Fior builds an artistically compelling world around them, the maritime island city of Celestia cut off from the mainland by deliberately blowing the connecting bridges a generation before. It seems at least partially designed to resemble Venice, although perhaps that’s just the obvious comparison for any baroque city bisected by waterways. Fior makes Celestia seem both beautiful and dangerous, populated by exotic people, and contrasts it with other locations represented by different architecture, this the modernism of Van der Rohe and Le Corbusier.
Hints are dropped as to the events of the past, but Fior is more interested in the separation of the present, and that’s languidly rolled out with page after page not moving anything forward, nor explaining anything, elusively resting in the moment. These long sequences are interrupted every now and then by several pages of info dump that really tell us little. There’s no comfort in the characters either, who’re distanced. Is this meant to be the same Dora Fior used in The Interview? She looks very similar, but here has a very different personality.
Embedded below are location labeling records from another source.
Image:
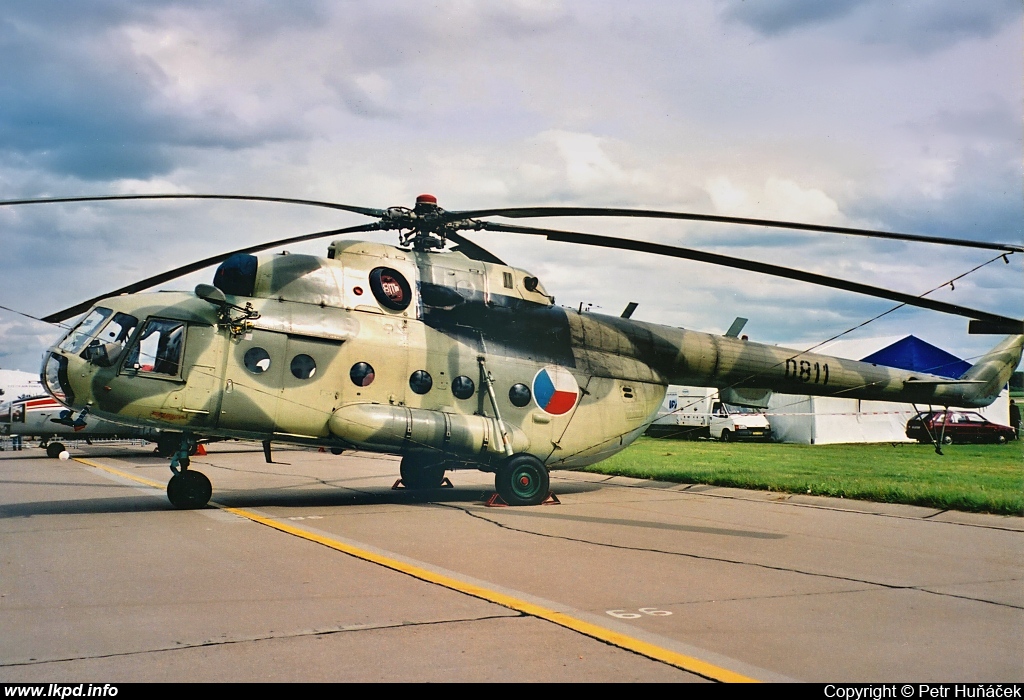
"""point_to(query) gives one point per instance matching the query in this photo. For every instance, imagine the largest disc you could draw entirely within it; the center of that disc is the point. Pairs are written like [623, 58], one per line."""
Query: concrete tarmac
[313, 568]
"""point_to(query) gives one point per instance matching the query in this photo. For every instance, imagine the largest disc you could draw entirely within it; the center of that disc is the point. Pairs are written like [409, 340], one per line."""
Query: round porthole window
[463, 387]
[420, 382]
[390, 288]
[519, 395]
[303, 366]
[361, 375]
[257, 360]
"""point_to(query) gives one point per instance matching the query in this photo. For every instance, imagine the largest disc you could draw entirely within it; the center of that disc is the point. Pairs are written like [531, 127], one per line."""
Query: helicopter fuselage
[403, 351]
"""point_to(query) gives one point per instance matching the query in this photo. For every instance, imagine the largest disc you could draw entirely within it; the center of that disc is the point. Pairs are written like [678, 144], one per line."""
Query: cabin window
[421, 382]
[519, 395]
[463, 387]
[303, 366]
[158, 348]
[257, 360]
[78, 338]
[361, 375]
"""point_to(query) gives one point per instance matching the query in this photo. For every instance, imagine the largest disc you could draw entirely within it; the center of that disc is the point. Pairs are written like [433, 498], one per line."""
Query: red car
[956, 426]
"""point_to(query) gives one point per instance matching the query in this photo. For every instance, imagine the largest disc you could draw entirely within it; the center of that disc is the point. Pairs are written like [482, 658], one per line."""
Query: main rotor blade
[472, 251]
[71, 311]
[246, 198]
[531, 212]
[775, 270]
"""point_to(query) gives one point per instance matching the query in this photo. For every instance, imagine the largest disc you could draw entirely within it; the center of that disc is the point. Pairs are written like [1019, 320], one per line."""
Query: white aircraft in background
[14, 385]
[42, 417]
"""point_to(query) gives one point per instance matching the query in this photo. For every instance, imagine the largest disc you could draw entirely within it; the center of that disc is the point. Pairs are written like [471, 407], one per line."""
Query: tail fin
[992, 372]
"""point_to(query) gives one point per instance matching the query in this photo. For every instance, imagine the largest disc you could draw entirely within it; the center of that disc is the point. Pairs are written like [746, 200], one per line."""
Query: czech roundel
[555, 390]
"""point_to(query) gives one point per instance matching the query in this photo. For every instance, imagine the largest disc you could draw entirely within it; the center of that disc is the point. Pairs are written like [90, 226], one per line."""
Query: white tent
[825, 420]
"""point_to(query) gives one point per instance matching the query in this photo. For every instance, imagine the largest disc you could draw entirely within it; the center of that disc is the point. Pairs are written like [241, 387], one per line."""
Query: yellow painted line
[118, 472]
[687, 663]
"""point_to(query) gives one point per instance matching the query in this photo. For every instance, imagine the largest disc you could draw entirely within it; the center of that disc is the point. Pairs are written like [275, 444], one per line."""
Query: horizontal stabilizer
[941, 382]
[736, 326]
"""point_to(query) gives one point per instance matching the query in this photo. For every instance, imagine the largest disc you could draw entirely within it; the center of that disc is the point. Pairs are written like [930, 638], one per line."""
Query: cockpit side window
[158, 349]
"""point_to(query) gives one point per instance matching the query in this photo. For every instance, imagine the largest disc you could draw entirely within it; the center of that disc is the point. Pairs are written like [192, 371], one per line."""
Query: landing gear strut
[187, 489]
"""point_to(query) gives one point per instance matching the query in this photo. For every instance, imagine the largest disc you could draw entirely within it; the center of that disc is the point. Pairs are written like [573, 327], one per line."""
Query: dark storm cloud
[76, 99]
[921, 26]
[783, 15]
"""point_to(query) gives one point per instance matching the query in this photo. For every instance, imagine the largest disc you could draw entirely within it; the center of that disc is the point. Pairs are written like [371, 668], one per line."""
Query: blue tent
[916, 355]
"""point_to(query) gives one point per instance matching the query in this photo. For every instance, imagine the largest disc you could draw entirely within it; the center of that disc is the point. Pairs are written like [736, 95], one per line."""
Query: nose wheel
[522, 480]
[187, 489]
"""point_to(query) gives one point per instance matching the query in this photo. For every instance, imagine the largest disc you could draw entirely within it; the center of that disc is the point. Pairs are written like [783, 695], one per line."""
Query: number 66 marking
[622, 614]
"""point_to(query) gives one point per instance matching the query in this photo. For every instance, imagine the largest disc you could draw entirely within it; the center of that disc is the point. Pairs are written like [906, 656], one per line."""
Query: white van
[693, 412]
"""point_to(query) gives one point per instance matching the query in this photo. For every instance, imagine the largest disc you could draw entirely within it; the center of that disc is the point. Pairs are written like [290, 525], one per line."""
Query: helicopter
[438, 351]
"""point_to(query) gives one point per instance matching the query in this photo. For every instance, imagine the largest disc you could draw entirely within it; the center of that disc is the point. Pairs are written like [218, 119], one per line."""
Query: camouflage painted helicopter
[448, 357]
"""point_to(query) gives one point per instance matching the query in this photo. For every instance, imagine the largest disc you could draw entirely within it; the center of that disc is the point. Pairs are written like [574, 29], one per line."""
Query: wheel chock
[399, 485]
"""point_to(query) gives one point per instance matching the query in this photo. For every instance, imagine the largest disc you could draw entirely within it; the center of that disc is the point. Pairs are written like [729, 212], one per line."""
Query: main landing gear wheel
[522, 480]
[419, 472]
[187, 490]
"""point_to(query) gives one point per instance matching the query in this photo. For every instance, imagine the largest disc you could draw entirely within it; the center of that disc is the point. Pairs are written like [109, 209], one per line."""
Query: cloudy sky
[904, 117]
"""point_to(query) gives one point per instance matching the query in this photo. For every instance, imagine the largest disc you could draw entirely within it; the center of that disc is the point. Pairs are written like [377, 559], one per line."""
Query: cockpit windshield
[107, 347]
[83, 333]
[158, 348]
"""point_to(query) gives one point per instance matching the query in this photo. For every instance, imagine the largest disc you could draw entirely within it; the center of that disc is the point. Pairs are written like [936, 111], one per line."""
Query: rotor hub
[426, 226]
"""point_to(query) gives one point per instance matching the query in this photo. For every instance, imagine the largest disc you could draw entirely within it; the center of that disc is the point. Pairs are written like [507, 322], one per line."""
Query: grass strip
[973, 478]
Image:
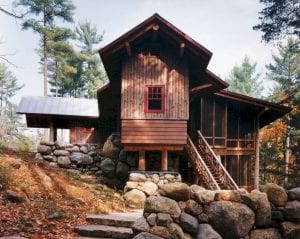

If so, is this just another of her fantasies?
Because Fior is a patently intelligent writer who references big topics there’s a feeling of his somehow drawing parallels that just fail to fall into place, but that’s not the case. These are metaphors without purpose, fragmentary allusions that come to nothing. That may seem the fate of a bunch of people introduced at the start, briefly seen again for some explanation, then forgotten for 150 pages, but they have a part to play at the end, during which a prophecy related during their first appearance is cleverly given meaning. However, that’s the only item of note in an ending that’s so ordinary for a creator with Fior’s imagination.
Making anything of Celestia beyond pretty pictures requires considerable patience, but better Fior delivering the occasional bump in the road than repeating the same journey.